The NFL’s secret mission to rid the U.S. of each losing team’s championship swag

The Detroit Lions are NFC champions!

At least that’s what shirts and hats on hand at Levi’s Stadium in Santa Clara on Sunday will say. A separate set will proclaim the 49ers conference champs. At M&T Bank Stadium in Baltimore, one set of merchandise has the Ravens heading to the Super Bowl, the other crowns the Kansas City Chiefs.

For the conference championship games and the Super Bowl, the NFL has to prepare for both the on-field celebration and fans’ immediate punch-drunk rush to buy gear commemorating their team’s big win. Premade hats, T-shirts, hoodies, and more for both teams are on hand at the stadium and shipped ahead to select retailers before each game. When the clock hits zero and a champion is crowned, that team’s merch hits the field and the shelves.

So, what happens to the losing team’s gear?

Well, the NFL can’t sell it. Promoting merch that mocks one of your franchises is bad business. And the NFL has strict protocols to ensure that the products will never reach the general public, so you won’t see fans trolling the runners-up on Instagram, and you won’t find the gear on eBay.

Before 1997, after the final whistle, the bum merch was destroyed. Then, World Vision—an evangelical organization that fights poverty in more than 100 countries—approached the league with a different solution: Rather than sending it to the landfill, they said, why not ship the losing team’s gear to people in countries and communities where the need for clothing is far greater than the need to celebrate?

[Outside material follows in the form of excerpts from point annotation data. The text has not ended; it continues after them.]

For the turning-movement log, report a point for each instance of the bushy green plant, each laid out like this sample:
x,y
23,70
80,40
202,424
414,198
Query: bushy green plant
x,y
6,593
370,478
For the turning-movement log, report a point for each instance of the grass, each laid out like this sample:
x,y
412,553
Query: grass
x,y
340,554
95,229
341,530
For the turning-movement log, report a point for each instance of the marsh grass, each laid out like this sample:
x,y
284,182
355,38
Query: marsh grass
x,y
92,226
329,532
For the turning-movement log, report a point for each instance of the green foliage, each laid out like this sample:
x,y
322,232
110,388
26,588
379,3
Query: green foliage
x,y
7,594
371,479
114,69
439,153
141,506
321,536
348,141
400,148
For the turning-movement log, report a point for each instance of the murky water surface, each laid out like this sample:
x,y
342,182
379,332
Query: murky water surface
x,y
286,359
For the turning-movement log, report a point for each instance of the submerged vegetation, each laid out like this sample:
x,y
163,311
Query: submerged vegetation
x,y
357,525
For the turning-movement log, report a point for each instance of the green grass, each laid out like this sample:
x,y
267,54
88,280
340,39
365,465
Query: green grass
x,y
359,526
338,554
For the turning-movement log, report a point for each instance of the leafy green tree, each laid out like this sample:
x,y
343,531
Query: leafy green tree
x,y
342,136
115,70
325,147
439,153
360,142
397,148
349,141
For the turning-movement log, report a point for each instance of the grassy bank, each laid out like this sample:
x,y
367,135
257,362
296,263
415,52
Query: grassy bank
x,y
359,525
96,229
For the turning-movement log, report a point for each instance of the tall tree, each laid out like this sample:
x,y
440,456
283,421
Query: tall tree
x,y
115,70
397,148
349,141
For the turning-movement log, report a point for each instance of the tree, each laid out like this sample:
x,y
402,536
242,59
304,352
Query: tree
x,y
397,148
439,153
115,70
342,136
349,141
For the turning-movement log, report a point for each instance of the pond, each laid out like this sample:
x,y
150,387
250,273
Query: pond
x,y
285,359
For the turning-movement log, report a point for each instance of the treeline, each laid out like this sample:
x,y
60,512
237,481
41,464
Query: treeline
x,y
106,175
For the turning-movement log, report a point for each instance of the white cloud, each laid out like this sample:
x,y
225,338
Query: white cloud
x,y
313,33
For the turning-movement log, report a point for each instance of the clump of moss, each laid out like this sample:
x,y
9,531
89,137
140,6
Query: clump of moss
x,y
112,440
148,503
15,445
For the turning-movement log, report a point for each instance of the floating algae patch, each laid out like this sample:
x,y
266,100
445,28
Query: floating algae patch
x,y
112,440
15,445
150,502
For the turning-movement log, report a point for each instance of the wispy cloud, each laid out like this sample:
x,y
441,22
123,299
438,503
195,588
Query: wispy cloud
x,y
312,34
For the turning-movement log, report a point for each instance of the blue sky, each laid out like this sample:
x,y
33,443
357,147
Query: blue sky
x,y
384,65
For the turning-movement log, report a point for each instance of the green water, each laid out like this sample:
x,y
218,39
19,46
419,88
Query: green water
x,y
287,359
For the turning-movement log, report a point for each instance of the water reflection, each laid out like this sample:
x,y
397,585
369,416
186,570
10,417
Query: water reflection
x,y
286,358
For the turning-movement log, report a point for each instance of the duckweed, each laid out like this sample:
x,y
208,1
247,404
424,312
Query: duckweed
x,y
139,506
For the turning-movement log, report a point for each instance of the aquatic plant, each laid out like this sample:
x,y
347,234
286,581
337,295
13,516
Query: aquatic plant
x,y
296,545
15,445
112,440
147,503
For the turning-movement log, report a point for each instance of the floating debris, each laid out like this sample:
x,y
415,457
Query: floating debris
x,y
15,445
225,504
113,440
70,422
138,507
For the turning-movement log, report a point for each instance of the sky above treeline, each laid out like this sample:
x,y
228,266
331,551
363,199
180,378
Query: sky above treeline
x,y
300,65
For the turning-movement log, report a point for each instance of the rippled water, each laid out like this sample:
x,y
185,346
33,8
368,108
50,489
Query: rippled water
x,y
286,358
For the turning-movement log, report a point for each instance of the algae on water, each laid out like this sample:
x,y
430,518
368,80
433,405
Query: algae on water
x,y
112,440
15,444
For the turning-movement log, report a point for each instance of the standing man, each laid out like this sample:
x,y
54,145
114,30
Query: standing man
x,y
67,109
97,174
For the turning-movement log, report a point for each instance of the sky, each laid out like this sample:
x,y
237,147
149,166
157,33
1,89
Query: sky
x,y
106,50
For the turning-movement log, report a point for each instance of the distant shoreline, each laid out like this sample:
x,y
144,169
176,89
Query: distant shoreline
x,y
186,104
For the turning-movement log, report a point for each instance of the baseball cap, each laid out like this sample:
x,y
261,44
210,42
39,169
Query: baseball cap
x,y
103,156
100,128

So that’s what they did. For nearly 20 years, World Vision worked with the NFL to distribute thousands of unused but high-quality shirts, hats, and sweatshirts to communities in need. In 2015, Alexandria, Virginia-based nonprofit Good360 took over.

“Sunday evening when the whistle blows, the NFL wants to make sure whoever wins has at their fingertips a hat or a T-shirt,” Good360 CEO Romaine Seguin said. “So we aggregate the non-winner merchandise and get it into the hands of a child who can use the hat to keep the sun out of their eyes, or a shirt to keep them warm at night.”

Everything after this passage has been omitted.